Tip #3: Buy the Best Penny Stocks

Ninety-five percent of penny stocks should be avoided at any cost. That doesn’t mean it’s hard to find the best penny stocks. Again, look for penny stocks with solid operations that are profitable and are reporting growing revenue.

If you find a penny stock that has been trading in a tight range for a long period of time then starts to soar, find out why. If there’s no news to report, it’s a newsletter pump-and-dump. Stay away!

But if it jumped because it announced amazing earnings or a new corporate direction, stay intrigued and run your fundamental analysis!

Tip #4: Buy Low, Sell High—Fast (Sometimes)

Investors tend to get greedy when it comes to penny stocks. A 35% return on Facebook might sound decent, but when it comes to a penny stock…investors are holding out for massive returns.

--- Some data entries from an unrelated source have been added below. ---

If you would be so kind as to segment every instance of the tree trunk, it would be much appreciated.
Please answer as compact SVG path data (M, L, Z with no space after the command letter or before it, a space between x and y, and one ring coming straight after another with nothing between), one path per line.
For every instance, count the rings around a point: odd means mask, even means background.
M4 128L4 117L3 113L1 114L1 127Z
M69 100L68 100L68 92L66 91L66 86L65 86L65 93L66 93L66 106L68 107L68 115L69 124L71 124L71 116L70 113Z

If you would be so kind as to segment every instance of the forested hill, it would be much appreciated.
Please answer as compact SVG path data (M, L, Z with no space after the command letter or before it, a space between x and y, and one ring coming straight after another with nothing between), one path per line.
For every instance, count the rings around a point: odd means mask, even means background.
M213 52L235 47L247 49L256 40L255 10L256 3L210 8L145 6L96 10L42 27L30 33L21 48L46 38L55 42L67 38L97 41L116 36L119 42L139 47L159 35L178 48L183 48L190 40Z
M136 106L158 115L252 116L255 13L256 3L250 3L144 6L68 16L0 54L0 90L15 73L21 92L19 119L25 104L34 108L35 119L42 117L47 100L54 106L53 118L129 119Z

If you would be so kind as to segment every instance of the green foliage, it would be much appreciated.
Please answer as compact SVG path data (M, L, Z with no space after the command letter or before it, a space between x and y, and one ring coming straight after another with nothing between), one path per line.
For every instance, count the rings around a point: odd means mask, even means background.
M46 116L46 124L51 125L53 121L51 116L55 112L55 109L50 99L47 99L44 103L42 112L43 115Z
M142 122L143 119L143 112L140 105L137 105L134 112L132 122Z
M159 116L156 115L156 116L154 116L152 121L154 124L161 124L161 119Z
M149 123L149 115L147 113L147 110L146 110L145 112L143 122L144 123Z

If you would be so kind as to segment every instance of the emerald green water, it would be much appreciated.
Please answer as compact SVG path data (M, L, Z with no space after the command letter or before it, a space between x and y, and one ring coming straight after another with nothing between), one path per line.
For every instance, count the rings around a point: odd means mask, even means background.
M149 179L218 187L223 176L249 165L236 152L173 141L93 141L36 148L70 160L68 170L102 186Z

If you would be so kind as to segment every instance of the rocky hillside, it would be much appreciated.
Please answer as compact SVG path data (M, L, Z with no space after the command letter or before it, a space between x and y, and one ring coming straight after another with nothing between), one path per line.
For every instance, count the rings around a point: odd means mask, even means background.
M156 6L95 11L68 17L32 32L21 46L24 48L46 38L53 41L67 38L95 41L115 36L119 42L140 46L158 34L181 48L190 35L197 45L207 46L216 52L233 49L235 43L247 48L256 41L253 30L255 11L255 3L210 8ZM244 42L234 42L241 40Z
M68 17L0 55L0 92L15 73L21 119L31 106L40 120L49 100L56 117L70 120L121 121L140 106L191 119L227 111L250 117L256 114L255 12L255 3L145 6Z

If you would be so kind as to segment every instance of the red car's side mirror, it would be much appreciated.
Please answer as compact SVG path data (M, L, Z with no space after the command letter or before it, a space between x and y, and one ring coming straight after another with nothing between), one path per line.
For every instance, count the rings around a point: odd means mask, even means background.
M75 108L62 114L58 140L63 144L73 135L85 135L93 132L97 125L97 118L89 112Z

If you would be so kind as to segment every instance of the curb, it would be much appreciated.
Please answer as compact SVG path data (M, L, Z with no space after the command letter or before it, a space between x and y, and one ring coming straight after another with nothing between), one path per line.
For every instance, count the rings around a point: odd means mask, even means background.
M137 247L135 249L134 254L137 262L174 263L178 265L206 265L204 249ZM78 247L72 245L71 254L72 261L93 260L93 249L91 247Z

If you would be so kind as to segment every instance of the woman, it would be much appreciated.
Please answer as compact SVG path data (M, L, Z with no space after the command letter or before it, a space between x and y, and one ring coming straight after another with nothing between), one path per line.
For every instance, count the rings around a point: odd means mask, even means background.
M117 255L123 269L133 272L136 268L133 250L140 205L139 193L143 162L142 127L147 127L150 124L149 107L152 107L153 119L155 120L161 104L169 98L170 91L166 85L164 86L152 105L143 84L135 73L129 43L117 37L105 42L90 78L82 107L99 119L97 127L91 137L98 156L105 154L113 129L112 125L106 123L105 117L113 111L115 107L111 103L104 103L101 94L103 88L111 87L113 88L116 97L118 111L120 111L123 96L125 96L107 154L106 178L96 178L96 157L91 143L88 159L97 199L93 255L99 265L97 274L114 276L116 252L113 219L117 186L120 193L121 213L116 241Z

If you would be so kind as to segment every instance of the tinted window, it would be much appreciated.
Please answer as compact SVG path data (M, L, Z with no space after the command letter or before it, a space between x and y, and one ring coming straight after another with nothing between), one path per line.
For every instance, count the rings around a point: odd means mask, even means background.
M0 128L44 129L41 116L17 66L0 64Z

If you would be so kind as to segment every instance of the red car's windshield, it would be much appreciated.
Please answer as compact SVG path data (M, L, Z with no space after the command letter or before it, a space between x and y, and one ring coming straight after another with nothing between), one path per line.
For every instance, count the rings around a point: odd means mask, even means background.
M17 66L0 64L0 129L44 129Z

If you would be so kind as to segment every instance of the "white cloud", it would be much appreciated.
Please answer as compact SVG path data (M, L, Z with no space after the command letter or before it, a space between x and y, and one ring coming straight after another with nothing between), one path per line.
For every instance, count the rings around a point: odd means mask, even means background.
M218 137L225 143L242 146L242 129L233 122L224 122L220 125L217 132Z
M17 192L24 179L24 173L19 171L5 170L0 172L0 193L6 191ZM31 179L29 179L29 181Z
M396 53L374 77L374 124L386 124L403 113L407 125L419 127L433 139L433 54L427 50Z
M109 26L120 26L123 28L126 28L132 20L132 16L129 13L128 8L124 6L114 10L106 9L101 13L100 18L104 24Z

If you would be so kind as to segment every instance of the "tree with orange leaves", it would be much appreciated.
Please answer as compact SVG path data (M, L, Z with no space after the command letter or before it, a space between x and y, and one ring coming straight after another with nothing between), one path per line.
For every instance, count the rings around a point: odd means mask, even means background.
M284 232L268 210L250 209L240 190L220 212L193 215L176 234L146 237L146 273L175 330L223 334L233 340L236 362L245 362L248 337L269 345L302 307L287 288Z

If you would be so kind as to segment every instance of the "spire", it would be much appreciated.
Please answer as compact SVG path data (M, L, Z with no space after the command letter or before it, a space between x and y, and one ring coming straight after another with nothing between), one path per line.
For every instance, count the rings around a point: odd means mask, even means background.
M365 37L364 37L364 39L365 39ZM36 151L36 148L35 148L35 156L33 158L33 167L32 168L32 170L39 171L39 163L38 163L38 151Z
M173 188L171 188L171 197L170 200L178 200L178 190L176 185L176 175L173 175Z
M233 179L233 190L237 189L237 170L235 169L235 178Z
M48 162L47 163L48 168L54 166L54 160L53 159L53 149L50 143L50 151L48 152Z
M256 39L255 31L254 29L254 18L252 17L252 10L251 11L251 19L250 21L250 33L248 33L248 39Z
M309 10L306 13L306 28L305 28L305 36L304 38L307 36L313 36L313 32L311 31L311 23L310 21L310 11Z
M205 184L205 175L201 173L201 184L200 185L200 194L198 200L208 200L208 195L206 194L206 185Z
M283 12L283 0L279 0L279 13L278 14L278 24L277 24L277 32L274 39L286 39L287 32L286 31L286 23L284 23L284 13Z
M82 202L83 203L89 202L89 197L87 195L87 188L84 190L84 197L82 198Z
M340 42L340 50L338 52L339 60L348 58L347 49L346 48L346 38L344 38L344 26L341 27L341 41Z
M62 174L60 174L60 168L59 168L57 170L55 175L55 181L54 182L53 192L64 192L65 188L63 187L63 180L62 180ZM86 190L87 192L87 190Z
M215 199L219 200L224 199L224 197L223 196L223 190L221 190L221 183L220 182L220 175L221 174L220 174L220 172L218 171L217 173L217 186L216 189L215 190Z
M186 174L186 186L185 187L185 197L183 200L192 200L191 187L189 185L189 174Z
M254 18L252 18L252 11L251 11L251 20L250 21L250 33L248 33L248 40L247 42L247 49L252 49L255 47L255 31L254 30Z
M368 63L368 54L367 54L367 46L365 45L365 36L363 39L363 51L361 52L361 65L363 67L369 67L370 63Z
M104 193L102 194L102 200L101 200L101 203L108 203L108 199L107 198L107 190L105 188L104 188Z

That could be a big mistake.

Even solid, well-run penny stocks can see their share prices rise and fall on any given day…for whatever reason. Penny stocks can rise and fall depending on earnings, the share price can fluctuate on investor sentiment, or broader economic conditions can cause peaks and dips. If it’s thinly traded, a penny stock can plummet because someone wants out—at any cost.

Before you buy a penny stock, determine your profit goal and sell. Or, take profits and leave some on the table if you think the company’s story remains compelling. After all, some penny stocks are more interesting than others.

For example, in late 2008 and early 2009, when the markets were crashing and investors were running for the exits, Ford Motor Company (NYSE:F) was a penny stock and, for a little while, traded under $1.00.

During the mayhem, Ford revamped its operations, had a great cash position, and offered a fabulous growth strategy. That would have been a good penny stock to hold onto. At the same time, it wasn’t a stock to ignore just because it was trading for less than $5.00.

Even today, there are a lot of penny stocks out there with market caps of more than $1.0 billion, $2.0 billion, even $5.0 billion trading for less than $5.00 per share.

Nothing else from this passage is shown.